What, what healthy taking decisions and, and, and pull your, your network in and, and have conversations around this. And then when it's about implementing and picking solutions, test the outcome. Don't test the output. It's easy to throw in a solution, especially in security operations.
That's, that looks like a Christmas tree and shows you all of these kind of things, which might be great. But is that, is, that's firstly output. The outcome is something that you, that you wanna measure. And this is also something that you wanna measure when it comes to AI driven solutions.
And, and from my personal experience, especially when it comes to security operations, any outcome of your entire operations, of your organization, of your processes, of your technology stack, red and purple teaming, this is the way to go. And I think also when you, when you start selecting your tools, this is something that you should do and you should encourage to do because that gives you a good understanding. Does it do what it claims or what the salespeople claim it will do. And then last but not least, embrace the technology evolution. Maybe revolution and accept setbacks.
I think that's the hardest part for most of us to realize that not everything is, is actually delivering the value it should. And I mean we've seen a lot of topics and a lot of solutions over the year that we're still holding onto, you know, because we implemented it. And I mean a lot of us, if we implement and deliver a large project, you know, there's this tendency that this is my my baby, I don't want to give it away.

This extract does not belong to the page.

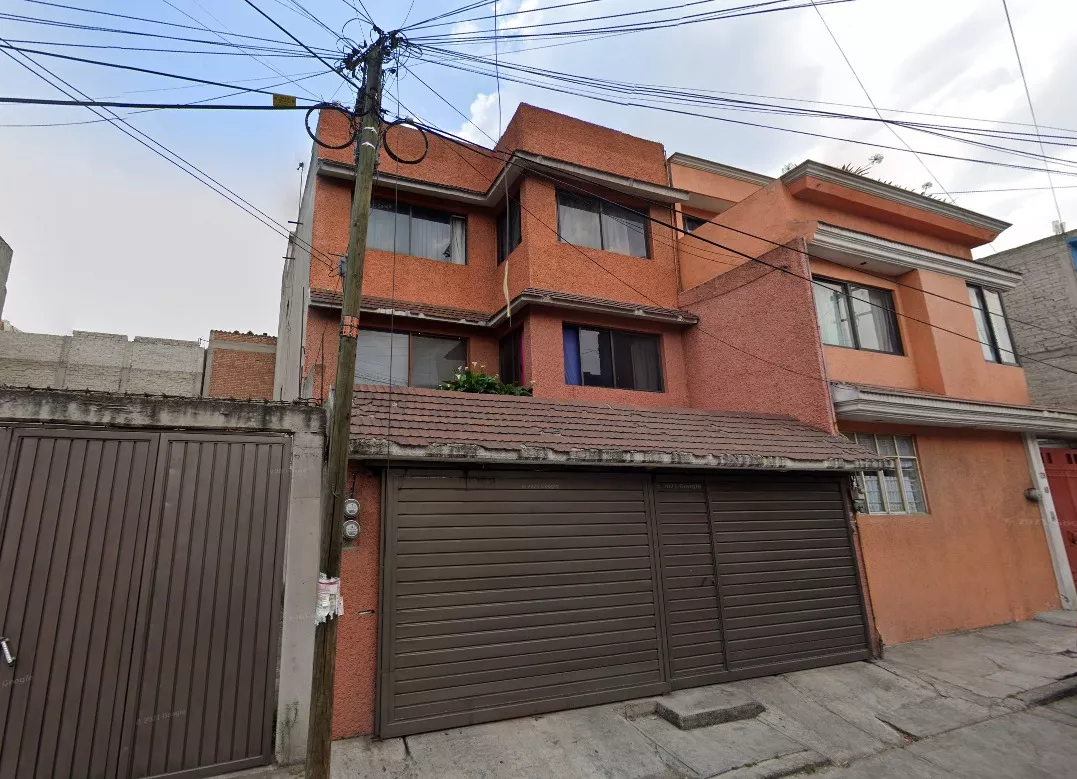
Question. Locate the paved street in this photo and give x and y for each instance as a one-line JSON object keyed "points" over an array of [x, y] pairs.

But if you challenge yourself regularly, if what you've decided and done yesterday is still applicable today and may also still add value tomorrow, I think this gives a different dynamic in the team and allows you to have the agility and flexibility to, to embrace this and, and be at the forefront when it comes to the conversations also with your business peers and partners about, you know, what is it that we want and can do with AI and what is it that we may not be able to do with it. On that note, thank you very much for your attention and I'm happy to answer any questions if there are.